Лев Ильич отвернулся от Измайлова и сосредоточился на Волкове. Усадив его на стул, психиатр занудил:
—Успокойтесь, успокойтесь, успокойтесь…
Олег чувствовал, что врач хочет через его зрачки проникнуть внутрь. Он собрался зажмуриться, но не успел. Ему стало жутко, потом легко, потом…
Луценко хотелось завопить что есть мочи, Измайлову — закурить. Молодой психиатр скромно отошел в дальний угол комнаты. И лишь доцент Блох доброжелательно улыбался Волкову. То есть вроде и не ему. Потому что Олег вдруг показался им всем толще, ниже и гораздо старше. Он поднялся со стула и шаркающей походкой направился к креслу возле стола подполковника, опустился, поерзал, покряхтел и пробасил: «Здесь покойнее». Голос был пожиже, чем у Луценко, но тоже ого-го.

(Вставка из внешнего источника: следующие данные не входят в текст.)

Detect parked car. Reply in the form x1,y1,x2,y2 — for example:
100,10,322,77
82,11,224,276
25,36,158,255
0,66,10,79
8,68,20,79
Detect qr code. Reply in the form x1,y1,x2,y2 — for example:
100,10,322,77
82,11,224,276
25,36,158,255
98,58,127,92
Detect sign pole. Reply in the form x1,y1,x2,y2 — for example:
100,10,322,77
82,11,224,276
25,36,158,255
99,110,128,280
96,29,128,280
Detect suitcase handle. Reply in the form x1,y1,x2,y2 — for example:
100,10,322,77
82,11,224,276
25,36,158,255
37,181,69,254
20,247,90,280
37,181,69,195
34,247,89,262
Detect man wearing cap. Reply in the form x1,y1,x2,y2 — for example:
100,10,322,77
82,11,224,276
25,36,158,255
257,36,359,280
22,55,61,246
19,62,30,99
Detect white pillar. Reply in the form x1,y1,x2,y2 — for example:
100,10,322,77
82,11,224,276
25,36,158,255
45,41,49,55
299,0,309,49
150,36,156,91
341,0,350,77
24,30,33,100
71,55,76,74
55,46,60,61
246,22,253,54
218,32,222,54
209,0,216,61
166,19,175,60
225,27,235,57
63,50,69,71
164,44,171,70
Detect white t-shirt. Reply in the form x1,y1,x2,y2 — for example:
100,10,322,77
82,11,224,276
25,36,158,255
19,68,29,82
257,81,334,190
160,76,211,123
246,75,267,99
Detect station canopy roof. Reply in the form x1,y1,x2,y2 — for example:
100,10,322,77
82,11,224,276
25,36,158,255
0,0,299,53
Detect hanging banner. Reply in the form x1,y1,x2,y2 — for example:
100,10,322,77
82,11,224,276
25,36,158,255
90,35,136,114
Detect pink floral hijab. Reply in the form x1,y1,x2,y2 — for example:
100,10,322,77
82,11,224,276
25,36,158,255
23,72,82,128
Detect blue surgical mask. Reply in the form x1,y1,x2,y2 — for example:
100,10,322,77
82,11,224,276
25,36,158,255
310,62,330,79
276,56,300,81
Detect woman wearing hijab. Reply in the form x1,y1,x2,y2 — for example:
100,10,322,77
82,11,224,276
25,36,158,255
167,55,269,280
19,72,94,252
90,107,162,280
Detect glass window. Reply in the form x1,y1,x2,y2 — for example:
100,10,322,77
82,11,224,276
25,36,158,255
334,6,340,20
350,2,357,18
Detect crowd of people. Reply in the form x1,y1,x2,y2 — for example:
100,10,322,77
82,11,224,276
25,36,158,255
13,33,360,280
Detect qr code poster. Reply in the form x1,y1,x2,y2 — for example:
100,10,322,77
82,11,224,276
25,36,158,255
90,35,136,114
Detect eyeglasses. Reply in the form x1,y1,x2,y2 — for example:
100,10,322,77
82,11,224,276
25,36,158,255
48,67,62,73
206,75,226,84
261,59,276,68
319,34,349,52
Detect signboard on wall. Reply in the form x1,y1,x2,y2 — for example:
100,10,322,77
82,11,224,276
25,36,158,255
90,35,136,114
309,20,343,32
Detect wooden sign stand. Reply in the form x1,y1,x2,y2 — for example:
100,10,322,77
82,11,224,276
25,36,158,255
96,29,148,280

—Садитесь, господа, где кому вздумается; у меня вся мебель мягка и удобна, — радушно пригласил Волков.
Доцент Блох с готовностью устроился в кресле напротив. Луценко с Измайловым, не сговариваясь, рухнули на стулья.
—Вы желали выслушать мою настоящую историю? — словно измывался над подполковником новый тембр голоса Волкова. — Извольте. Я готов поведать ее без утайки. Только на вашем языке мне изъясняться сложно. Если бы кто-нибудь понял меня на родном…
—А на каком именно, сударь? — справился доцент Блох.
— На немецком, — мечтательно произнес Волков.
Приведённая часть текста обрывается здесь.